PAGE analysis demonstrated that the tripeds 4 and 5, mixed at molar ratios 1:1, 1:2 or 2:1, self-assemble into the well-defined dimeric structures containing 88 nt units (Fig. 3, lanes 7 and 8), as well as into a bunch of higher-order complexes containing greater numbers of complementary triped units 4 and 5 (lanes 7–9, Fig. 3). Although the PAGE analysis does not allow assessing the shape of the higher-order complexes, the preferential formation of circular structures for 1:1 triped ratio was confirmed by AFM and cryo-TEM (vide infra). Slightly higher molecular weight structures formed at 1:2 and 2:1 molar ratio of tripeds 4 and 5 (see lanes 8 and 9, Fig. 3) represent perhaps linear structures with unpaired “dangling ends”, possibly in equilibrium with the circular ones. The relative fraction of the different types of higher-order complexes depends on various factors, including nucleobase sequences of the specific DNA component, boron cluster geometry and environmental properties.
Next, we tested the effect of the magnesium ion concentration on the annealing of the complementary tripeds 4 and 5.
Self-assembly of 4 and 5 (used in equimolar amounts of 0.10 OD of 4 and 0.12 OD of 5, in 10 μL) was performed as described above and in the Materials and methods section, with an increasing concentration of MgCl2 (1, 5, 10 and 20 mM).
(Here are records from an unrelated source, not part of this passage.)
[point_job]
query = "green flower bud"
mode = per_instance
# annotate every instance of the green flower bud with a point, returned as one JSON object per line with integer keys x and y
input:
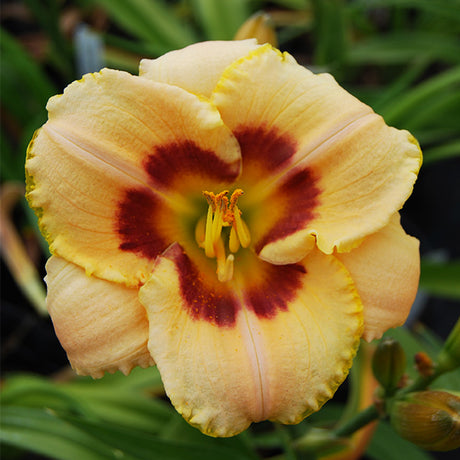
{"x": 389, "y": 364}
{"x": 449, "y": 358}
{"x": 429, "y": 419}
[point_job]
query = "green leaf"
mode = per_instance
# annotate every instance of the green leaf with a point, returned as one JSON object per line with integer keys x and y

The image of the non-denaturating PAGE slab gel shown in Fig. 4 demonstrates that with higher magnesium ion concentrations, the complex composed of 88 nucleotides (one molecule of 4 and one molecule of 5) prevails, whereas higher-ordered, less mobile complexes are less abundant.
|
| Fig. 4 Non-denaturating PAGE analysis of self-assembled tripeds 4 and 5 used in equimolar amounts of each component. Annealing was tested at MgCl2 concentrations of 1, 5, 10 and 20 mM. Lanes 1 and 2: marker oligonucleotides composed of 44 nt and 80 nt; lane 3 and 4: tripeds 4 and 5; lanes 5–9: complexes of 1:1 mixtures of tripeds 4 and 5 assembled in the presence of increasing concentrations of magnesium ions, 1, 5, 10 and 20 mM MgCl2, respectively. The product containing 88 nt is indicated by an arrow, and products containing more of components 4 and 5 are shown by smears of lower mobility. | |
Interactions of magnesium, sodium and potassium ions with DNA and RNA molecules are essential for duplex formation and for nucleic acid molecular biology and their technological applications. Both divalent and monovalent cations bind to nucleic acid molecules and affect their physical properties. For oligonucleotides, magnesium cations stabilize the formation of duplexes, especially at lower concentrations (up to 50 mM), and facilitate the folding of the duplexes into secondary and tertiary structures.18 We hypothesize that the observed preferential formation of dimeric structures containing 88-nt units over higher-order structures with increasing magnesium concentrations (Fig. 4, lanes 5–9) may be due to the stabilization of the original, dimeric form and the lower availability of only partially annealed 4/5 duplexes for further extension.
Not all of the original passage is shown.